Should an NPC wizard be limited to stuff that a PC wizard can do? For the most part, yes. (The evil wizard may have access to an unknown spell or great artifact to perform feats the PC cannot, but these are things the PC could do if he had the spell or artifact.)

But should a demon, or an ancient dragon, or a demigod, or a fey of the Unseelie Court, or a genie, or an insanity-wombat from the Plane of Weirdness be limited in the same way? Absolutely and unequivocally not.
 

Mouseferatu said:
But should a demon, or an ancient dragon, or a demigod, or a fey of the Unseelie Court, or a genie, or an insanity-wombat from the Plane of Weirdness be limited in the same way? Absolutely and unequivocally not.

An example of this is the "destroyer of the world" monster trapped in Rappan Athuk. The thing's unfathomably tough, and has particular abilities designed specifically around the prison holding it. It's pointless to give it stats. It's a plot device. It works great in its particular context.
 

JVisgaitis said:
about, how they live, what they do, etc.

I could be wrong, but I know however I tried to condense Denizens of Avadnu I doubt I could ever get all of the fluff, stats, and art in and still manage to fit one monster per page. That's just insanity.

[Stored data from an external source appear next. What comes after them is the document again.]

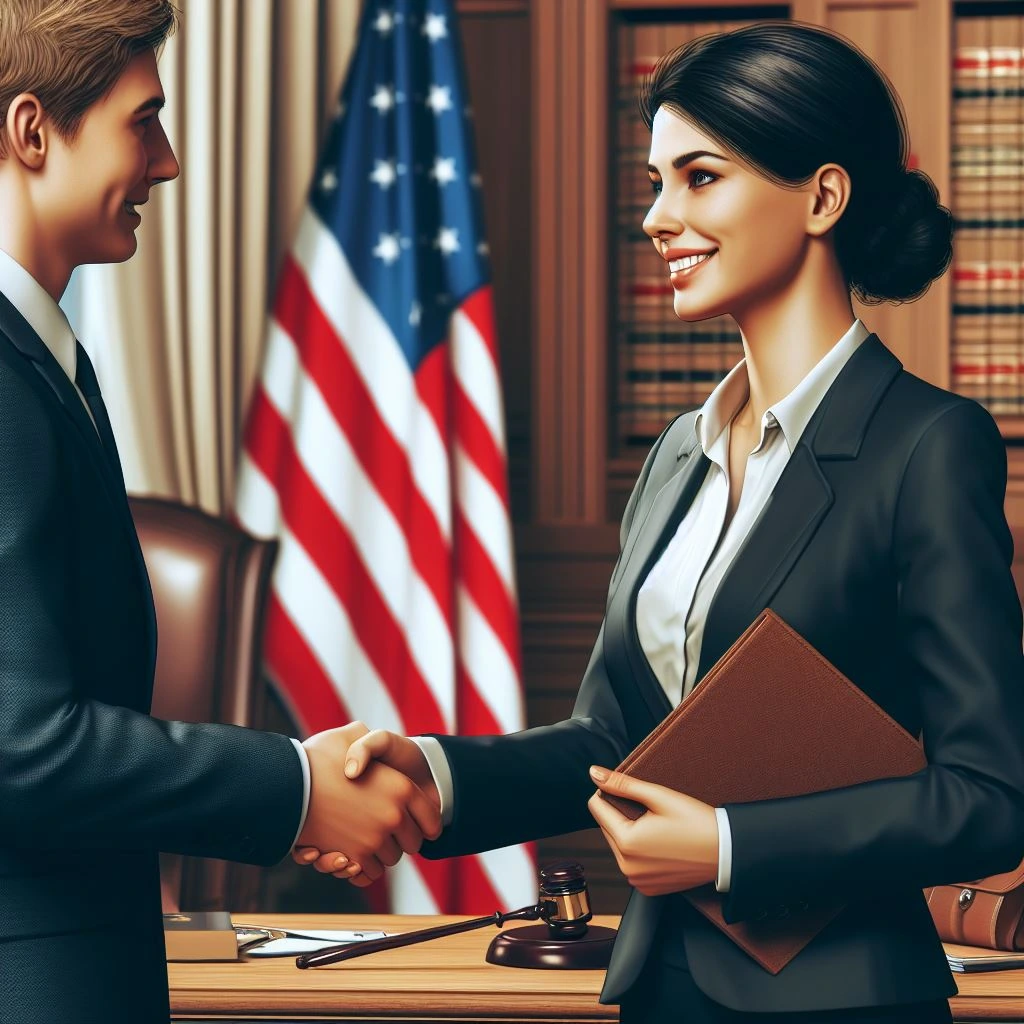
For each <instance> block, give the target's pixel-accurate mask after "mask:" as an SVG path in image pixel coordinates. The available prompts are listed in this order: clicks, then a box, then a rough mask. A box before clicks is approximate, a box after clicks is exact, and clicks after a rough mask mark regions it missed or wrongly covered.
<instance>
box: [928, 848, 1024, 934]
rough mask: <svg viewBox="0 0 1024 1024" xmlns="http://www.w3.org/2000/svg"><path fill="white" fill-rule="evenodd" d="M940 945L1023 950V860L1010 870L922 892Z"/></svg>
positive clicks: (1023, 875)
mask: <svg viewBox="0 0 1024 1024" xmlns="http://www.w3.org/2000/svg"><path fill="white" fill-rule="evenodd" d="M925 898H926V899H927V900H928V909H929V910H931V912H932V920H933V921H934V922H935V928H936V930H937V931H938V933H939V938H940V939H941V940H942V941H943V942H955V943H957V944H959V945H965V946H982V947H984V948H986V949H1006V950H1016V949H1024V860H1022V861H1021V863H1020V864H1018V865H1017V867H1015V868H1014V869H1013V870H1012V871H1004V872H1002V873H1001V874H990V876H989V877H988V878H987V879H978V880H977V881H975V882H965V883H964V884H963V885H955V886H932V887H931V888H930V889H926V890H925Z"/></svg>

I don't need that much fluff for more monsters than I will ever fit into one campaign. Short writeups are the way to go. Longer, flurry treatments belong in campaign settings, fluffbooks, splatbooks, etc.


As to the rest, I endorse the Sean k Reynolds position.
 

Mouseferatu said:
Yuck.

I'm sorry, but that really doesn't appeal to me. I'm not a tight-sphinctered DM who doesn't want the PCs to have any cool toys. But as a designer, as a writer, as a DM, and as a storyteller, the notion that anything a monster can do must be available to the PCs is a non-starter. The monsters and NPCs are, or at least can be, plot points. And most iconic fantasy involves at least some element of heroes finding the way to overcome or get around an ability they don't understand.

Monsters and PCs serve two very different purposes in the adventure and the campaign. The notion that something one can do must be available to the other is, IMO, detrimental to gameplay and unnecessarily restrictive to creativity.

But what about this premise?

Anything available to a non-elite hobgoblin should be available to a PC hobgoblin.